To elaborate (I was on my phone when I responded last night)...The FSB on the current processors is not the way to overclock anymore. It is far less tolerant to overclocking anyway than in the past, and at most you'd be talking a few MHz on the FSB, and probably a much higher risk of instability. It can be useful for people who are really trying to push their machines to be the absolute fastest possible, but for 98% of overclockers, it makes much more sense to just use the multiplier. One thing to note is that the 2500k will generally do auto voltage based on a lookup table in the CPU for each speed...and generally this is set much higher than the chip actually needs to be. Once you find you're stable at the speed you want, see how low you can drop the voltage and maintain stability.
For instance, my 2500K on auto voltage requires about 1.24V at stock speeds. When I first went to 4GHz, it automatically chose 1.30V. However, I've found that I can set a voltage offset of -0.08V and it is still rock solid, so I'm actually running at 4.1GHz and 1.22V...lower than stock. This offset is also enough that my machine is stable at idle, where it throttles back to 1.6GHz and about 0.78V.

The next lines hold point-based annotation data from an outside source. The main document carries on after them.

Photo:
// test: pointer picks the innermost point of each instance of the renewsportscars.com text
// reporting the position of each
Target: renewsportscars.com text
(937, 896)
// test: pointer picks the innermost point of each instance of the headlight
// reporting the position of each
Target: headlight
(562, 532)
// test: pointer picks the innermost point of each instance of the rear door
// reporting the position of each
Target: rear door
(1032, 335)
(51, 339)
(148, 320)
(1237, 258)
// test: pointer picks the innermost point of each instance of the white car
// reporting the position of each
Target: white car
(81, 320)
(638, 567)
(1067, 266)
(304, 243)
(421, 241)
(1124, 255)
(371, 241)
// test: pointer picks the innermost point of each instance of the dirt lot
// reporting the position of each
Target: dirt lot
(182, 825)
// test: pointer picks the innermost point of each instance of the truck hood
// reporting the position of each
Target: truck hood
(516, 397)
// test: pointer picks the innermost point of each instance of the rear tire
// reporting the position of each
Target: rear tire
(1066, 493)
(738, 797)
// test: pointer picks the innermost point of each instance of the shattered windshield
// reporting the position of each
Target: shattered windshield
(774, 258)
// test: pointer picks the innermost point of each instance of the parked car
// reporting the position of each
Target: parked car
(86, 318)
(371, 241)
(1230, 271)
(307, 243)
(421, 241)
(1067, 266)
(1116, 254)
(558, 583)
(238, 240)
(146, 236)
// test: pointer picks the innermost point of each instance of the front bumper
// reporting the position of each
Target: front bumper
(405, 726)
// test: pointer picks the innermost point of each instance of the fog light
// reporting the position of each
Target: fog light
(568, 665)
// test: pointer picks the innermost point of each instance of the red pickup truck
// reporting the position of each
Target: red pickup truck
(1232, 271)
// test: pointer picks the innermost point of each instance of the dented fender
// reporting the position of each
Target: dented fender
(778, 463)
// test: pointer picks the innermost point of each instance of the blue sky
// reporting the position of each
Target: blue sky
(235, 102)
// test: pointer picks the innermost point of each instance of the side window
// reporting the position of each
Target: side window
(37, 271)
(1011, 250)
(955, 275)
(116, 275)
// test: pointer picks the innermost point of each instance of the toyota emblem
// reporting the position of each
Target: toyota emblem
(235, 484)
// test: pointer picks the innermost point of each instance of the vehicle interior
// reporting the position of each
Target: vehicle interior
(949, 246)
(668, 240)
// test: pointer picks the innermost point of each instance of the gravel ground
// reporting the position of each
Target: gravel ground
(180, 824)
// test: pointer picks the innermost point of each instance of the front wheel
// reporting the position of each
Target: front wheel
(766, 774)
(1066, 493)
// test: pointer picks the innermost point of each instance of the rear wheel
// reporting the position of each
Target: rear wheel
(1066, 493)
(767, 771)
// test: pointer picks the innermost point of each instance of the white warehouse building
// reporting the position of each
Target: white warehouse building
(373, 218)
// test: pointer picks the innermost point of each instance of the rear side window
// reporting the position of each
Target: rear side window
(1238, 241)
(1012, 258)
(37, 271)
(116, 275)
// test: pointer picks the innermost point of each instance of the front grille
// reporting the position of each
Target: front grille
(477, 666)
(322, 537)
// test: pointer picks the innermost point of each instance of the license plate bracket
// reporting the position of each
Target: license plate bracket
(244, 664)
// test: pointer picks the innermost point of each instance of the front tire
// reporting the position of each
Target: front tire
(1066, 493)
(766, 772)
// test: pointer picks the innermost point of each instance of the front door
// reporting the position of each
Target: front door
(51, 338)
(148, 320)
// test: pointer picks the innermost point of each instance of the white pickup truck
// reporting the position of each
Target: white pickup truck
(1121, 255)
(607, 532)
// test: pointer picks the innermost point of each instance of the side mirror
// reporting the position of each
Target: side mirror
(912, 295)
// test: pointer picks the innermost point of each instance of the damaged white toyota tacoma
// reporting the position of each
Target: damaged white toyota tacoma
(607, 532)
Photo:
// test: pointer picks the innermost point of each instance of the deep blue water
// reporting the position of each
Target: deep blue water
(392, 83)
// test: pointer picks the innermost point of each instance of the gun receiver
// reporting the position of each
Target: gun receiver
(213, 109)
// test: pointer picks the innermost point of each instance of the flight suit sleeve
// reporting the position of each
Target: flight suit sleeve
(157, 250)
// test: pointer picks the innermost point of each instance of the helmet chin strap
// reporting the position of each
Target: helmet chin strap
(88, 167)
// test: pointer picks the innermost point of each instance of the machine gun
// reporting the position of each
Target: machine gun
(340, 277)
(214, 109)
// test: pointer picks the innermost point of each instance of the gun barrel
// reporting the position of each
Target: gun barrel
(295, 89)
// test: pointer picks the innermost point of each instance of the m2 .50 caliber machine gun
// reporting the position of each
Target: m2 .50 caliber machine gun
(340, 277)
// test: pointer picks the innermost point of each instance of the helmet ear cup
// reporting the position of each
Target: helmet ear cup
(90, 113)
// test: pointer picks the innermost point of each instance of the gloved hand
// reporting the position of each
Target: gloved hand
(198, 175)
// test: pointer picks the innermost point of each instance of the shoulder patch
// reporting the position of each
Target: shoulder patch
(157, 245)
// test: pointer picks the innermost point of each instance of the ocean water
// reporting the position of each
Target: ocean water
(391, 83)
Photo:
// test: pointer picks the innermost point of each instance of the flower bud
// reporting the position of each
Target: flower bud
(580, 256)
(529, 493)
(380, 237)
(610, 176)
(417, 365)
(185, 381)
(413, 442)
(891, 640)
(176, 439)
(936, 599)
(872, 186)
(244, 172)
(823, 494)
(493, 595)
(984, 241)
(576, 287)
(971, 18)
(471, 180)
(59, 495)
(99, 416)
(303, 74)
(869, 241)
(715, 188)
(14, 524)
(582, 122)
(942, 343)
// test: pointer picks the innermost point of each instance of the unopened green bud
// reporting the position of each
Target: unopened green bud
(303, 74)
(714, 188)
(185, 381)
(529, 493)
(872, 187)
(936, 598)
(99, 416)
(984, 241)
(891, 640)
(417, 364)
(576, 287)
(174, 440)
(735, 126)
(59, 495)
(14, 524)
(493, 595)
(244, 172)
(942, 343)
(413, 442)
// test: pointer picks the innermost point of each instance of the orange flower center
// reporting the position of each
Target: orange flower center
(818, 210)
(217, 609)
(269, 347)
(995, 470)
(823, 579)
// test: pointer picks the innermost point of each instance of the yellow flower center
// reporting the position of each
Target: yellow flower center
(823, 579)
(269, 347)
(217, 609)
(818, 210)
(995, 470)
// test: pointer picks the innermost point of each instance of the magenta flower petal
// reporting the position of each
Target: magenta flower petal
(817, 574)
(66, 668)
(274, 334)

You can reset voltage in a few ways...you can set a specific voltage and then monkey with the LLC correction to combat voltage droop, which I don't like to do because it essentially means your chip runs at the full voltage all the time, instead of dropping down at idle. I prefer to use the offset, so that it still uses less power and heat at idle, and should lengthen the life of the chip significantly. It does limit your overclock,though, as once you start climbing to higher speeds, to maintain a safe voltage, you'd need to dial in the offset quite a bit, which would then drop your idle voltage by a huge amount, such that it would start crashing at idle. I know from when I tried set voltage and LLC offset, that my chip will run stably at full load at 4.1GHz and about 1.18V or so, but at that offset (-.12V), I'll likely become unstable at idle.
Still, I'm happy with 4.1 and 1.22V. I'm sure with this chip I could pretty easily go to 4.5GHz and stay at or near 1.3V, but I have no desire at this time (though I might do it towards the end of life for this build). Good luck!